The book ends with a discussion of the relationship between naturalistic Greek art and other styles that used to be subsumed under arte popolare (143-166). Stewart briefly engages Hölscher’s argument in “Römische Bildsprache als semantisches System,” which attributes meaning to different stylistic choices, the idea of “Romanization,” and issues of cultural identity. But this brevity raises difficult questions in his final section on Late Antiquity, which mostly deals with the Arch of Constantine. Stewart is interested in the style of the Constantinian frieze which he sees as paradigmatic of the period (167-172). But one might ask: is the ‘un-classical’ representation of Maxentius’s soldiers on the Arch of Constantine more ‘typical’ of Late Antiquity than the classicizing reliefs of the Column of Theodosius of Constantinople? Here one wishes that Stewart had been as “selective” as in the previous chapters and provided the kind of in-depth analysis that makes this book a pleasure to read.

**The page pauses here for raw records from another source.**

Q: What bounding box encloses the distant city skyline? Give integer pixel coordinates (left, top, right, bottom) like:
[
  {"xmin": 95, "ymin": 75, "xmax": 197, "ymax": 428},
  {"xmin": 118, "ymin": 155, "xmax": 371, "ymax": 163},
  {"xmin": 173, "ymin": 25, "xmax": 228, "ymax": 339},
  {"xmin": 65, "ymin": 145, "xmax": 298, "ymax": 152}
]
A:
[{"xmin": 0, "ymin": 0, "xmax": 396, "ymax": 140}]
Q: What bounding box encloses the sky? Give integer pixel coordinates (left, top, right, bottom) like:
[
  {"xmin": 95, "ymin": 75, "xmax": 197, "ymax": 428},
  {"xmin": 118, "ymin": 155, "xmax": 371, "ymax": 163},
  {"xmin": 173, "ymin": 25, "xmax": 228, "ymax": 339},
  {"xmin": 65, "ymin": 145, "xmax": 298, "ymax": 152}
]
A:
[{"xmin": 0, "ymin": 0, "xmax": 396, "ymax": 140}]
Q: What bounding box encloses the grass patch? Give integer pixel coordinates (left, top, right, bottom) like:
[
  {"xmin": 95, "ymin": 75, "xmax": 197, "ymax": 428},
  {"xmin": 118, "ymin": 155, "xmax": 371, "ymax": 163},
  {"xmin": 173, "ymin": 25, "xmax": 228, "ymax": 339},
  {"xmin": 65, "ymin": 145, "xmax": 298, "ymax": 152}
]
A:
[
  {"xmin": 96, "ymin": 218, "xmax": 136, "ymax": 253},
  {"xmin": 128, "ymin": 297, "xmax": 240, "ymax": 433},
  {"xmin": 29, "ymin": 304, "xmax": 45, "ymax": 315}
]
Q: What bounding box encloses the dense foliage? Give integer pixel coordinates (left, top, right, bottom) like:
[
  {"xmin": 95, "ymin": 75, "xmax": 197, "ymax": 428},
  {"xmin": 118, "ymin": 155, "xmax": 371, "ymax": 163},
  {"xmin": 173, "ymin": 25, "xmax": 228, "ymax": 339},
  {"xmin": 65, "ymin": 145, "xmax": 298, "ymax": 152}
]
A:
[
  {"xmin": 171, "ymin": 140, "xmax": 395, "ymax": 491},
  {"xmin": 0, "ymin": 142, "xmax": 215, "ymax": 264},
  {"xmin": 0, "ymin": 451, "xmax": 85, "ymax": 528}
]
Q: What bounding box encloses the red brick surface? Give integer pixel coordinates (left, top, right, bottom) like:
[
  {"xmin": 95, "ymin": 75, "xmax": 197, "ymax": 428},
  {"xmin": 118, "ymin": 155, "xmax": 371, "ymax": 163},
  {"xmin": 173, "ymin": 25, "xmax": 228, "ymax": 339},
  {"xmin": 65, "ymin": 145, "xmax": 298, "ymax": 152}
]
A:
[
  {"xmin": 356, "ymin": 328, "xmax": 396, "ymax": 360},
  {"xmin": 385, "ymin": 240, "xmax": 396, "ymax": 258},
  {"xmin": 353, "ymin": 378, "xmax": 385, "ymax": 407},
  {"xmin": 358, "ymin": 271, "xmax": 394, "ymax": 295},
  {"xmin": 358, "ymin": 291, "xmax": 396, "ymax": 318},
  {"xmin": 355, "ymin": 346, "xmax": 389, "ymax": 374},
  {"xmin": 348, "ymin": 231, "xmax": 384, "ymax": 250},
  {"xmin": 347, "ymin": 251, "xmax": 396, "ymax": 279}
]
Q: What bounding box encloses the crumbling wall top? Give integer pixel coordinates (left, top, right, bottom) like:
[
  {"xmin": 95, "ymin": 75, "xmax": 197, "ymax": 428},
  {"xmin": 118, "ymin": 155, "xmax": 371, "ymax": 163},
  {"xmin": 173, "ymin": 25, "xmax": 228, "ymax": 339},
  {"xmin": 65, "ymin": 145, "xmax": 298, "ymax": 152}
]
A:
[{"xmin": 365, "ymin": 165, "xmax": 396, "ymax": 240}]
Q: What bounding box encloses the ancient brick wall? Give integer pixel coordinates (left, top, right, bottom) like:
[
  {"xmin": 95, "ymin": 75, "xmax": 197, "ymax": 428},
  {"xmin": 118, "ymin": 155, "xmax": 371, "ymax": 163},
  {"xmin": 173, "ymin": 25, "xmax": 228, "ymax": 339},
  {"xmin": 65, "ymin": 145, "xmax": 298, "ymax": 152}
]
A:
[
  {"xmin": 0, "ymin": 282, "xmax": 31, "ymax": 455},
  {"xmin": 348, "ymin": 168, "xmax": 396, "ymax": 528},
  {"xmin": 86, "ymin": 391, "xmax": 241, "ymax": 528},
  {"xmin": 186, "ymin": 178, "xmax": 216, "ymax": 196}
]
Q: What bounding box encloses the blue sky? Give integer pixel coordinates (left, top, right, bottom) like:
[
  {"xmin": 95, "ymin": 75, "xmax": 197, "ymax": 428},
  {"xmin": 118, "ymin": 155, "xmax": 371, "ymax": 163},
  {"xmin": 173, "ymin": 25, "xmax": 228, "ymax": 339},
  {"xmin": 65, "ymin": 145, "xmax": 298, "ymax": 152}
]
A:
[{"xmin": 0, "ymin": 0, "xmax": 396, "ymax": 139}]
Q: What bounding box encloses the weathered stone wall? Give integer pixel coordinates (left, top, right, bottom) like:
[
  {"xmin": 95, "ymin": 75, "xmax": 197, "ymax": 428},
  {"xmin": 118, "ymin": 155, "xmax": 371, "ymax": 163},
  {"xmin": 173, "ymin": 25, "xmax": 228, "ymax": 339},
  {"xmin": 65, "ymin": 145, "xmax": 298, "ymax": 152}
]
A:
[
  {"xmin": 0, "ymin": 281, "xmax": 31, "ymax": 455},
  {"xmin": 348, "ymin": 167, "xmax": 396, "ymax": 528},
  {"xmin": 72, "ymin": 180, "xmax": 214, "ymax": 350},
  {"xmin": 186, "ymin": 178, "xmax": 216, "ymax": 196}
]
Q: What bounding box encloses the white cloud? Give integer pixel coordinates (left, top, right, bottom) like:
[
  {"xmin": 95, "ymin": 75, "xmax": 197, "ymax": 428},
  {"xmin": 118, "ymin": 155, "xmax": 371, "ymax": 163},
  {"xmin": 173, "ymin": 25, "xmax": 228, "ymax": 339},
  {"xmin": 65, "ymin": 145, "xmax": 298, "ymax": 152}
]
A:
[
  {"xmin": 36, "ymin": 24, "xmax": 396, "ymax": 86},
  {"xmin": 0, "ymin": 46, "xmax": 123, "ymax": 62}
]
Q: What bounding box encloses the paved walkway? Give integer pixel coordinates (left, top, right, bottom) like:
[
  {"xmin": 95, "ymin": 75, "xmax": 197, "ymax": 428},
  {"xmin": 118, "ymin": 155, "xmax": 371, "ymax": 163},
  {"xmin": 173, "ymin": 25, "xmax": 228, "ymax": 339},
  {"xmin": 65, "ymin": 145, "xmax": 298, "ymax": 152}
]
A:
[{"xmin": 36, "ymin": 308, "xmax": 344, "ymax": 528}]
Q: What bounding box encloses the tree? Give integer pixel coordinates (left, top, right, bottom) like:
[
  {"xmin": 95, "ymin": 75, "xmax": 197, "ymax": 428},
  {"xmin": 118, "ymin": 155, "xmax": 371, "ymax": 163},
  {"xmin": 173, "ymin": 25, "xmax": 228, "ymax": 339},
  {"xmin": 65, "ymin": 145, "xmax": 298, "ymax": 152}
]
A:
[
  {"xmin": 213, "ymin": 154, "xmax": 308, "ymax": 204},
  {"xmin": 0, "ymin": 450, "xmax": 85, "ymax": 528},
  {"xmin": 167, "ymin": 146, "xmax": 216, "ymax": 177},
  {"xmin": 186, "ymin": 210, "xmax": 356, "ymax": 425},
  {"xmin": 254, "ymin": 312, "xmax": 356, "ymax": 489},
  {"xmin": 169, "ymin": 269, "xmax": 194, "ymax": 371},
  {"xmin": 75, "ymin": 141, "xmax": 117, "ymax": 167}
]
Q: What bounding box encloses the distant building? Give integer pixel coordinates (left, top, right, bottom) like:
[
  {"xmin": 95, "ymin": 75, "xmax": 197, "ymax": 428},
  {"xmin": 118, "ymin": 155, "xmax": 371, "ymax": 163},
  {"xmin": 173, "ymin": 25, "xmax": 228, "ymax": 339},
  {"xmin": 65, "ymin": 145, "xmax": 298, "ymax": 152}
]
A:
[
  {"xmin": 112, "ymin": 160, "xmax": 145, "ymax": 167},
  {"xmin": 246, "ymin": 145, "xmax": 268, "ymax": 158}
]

Overall, Stewart has provided far more than an excellent summary of current debates in Roman art and archaeology. His incisive and persuasive critique of popular concepts like “propaganda” will stimulate debate for years to come.

Notes

1. Wallace-Hadrill, A. Houses and Society in Pompeii and Herculaneum. Princeton (1994), Zanker, P. Pompeii. Public and Private Life. Cambridge, Mass. (1998)

2. Langner M. Antike Graffitizeichnungen. Wiesbaden (2001) 100-108.

3. Most importantly Muth S. Erleben von Raum—Leben im Raum: Zur Funktion mythologischer Mosaikbilder in der römisch-kaiserzeitlichen Wohnarchitektur. Heidelberg. (2008) and Lorenz, K. Bilder machen Räume. Mythenbilder in pompeianischen Häusern. Berlin. (2008).

4. Wrede, H. Senatorische Sarkophage Roms: der Beitrag des Senatorenstandes zur römischen Kunst der hohen und späten Kaiserzeitv. Mainz. (2001) 15-16.

5. Pirson, F. Style and message on the Column of Marcus Aurelius. PBSR 64 (1996) 139-179.